This is going to be our first winter with a canal boat, and I have been looking at how we can protect the boat against freezing.
I had a few options:-
- I could drain all the water out of the boat, i.e. the water tank and the heating system. But we intend to visit the boat over the winter as a jumping off spot for visiting relations.
- We do have mains power, so I could place some oil filled radiators in the boat, they would need an anti frost setting. This looks like a viable and popular option, but we have to prepay for electricity and I have no idea how much we would need.
- The boat is fitted with a very effective diesel powered heating system, with radiators around the boat. At present, the control system is very primitive, with just an on/off switch, we have used it a few times. I would need to fit a frost thermostat to make it effective.
After much studying and asking questions on Facebook and the online forums, I decided to go with the third option and use the built-in diesel heater. We have a large diesel tank, so this I hope will last the winter.
Our boat is fitted with an Eberspächer D4W Hydronic water heater which heats the radiators and provides hot water when required, which in the summer is not often. It is controlled by a simple pull switch.
I then tried to source a 12v frost thermostat, from what I could see a 12v Honeywell frost thermostat part no 4111263a would do the trick. The prices of these seem to vary from each supplier, but in the end I selected PB Auto Electrics as the price and delivery seemed reasonable.
But when it arrived, it was the T4360 240v frost thermostat, A quick check with PB Auto Electrics and, they confirmed it was exactly the same device, I wish I had known before it would have made finding one a lot simpler.

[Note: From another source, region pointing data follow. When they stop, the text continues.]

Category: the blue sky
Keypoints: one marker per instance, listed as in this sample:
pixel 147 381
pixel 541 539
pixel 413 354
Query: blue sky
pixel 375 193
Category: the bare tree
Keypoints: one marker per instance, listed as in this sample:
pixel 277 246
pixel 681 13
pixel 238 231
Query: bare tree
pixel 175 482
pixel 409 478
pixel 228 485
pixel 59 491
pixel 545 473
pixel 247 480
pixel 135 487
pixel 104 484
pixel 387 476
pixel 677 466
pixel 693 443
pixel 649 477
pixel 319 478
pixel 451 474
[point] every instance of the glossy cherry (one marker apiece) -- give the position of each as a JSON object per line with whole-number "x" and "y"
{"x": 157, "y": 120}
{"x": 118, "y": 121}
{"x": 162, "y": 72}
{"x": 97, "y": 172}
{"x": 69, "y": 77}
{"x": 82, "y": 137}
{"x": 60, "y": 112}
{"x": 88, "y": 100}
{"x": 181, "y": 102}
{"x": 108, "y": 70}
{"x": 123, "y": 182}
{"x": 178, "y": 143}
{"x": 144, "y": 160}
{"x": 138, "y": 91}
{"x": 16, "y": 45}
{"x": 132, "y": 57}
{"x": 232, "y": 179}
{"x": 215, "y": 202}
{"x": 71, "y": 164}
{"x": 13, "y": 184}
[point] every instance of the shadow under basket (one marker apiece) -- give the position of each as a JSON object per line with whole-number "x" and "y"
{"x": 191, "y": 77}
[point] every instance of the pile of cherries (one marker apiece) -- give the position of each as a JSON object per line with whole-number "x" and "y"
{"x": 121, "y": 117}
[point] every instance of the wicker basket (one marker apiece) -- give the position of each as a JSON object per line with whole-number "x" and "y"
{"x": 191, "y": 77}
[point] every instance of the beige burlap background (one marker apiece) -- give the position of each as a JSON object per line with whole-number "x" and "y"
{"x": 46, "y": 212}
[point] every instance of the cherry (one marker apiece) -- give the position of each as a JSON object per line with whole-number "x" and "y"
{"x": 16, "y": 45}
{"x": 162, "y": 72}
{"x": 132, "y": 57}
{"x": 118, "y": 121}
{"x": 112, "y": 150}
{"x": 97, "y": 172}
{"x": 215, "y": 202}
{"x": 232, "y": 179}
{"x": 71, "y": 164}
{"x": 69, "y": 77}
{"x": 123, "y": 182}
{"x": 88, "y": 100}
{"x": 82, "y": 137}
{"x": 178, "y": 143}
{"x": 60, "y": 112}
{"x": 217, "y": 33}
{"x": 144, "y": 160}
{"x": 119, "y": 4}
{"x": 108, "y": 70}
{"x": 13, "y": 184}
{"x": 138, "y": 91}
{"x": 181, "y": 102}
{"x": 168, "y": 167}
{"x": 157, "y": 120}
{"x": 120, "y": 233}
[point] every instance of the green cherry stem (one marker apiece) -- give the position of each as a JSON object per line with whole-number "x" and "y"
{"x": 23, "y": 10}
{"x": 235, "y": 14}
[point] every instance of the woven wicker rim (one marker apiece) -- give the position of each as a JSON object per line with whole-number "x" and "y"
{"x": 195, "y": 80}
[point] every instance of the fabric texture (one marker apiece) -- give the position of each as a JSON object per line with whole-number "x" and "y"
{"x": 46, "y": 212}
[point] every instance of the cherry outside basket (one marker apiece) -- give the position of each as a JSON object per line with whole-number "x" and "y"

NOTE: This type of thermostat is a very simple device, that uses a bimetallic strip as a switch when temperature changes see here for a more detailed explanation.
My plan was to fit the thermostat is parallel with the current switch, so I could still use the switch when needed, the frost thermostat could then operate independently when the internal temperature of the boat gets too low.
To install the thermostat, I made some extension leads from the switch to the new thermostat and mounted it on an internal wall near the control panel.
The switch had two wires attached, a yellow wire and a red wire. The red wire has 12V supply from the heater, and the yellow goes back to the heater to trigger it to start.
Inside the thermostat, I extended the red wire to terminal 1 and the yellow to terminal 3.
When you remove the cover of the frost thermostat it revels a wheel with the temperatures marked on it, it is pretty much a normal thermostat with a cover that stops adjustment. To test the setup changed the setting to above and below the current temperature.
Everything worked as expected, so I finally set it to between 3 and 4 degrees.
Before I left, I did take a photo of our fuel gauge, so I can see roughly how much diesel we use.
Next I will add a frost protection switch, so I can isolate this in case of problems, I could have done this with the current switch, but I expect to add a normal thermostat later which will work with the switch or replace it.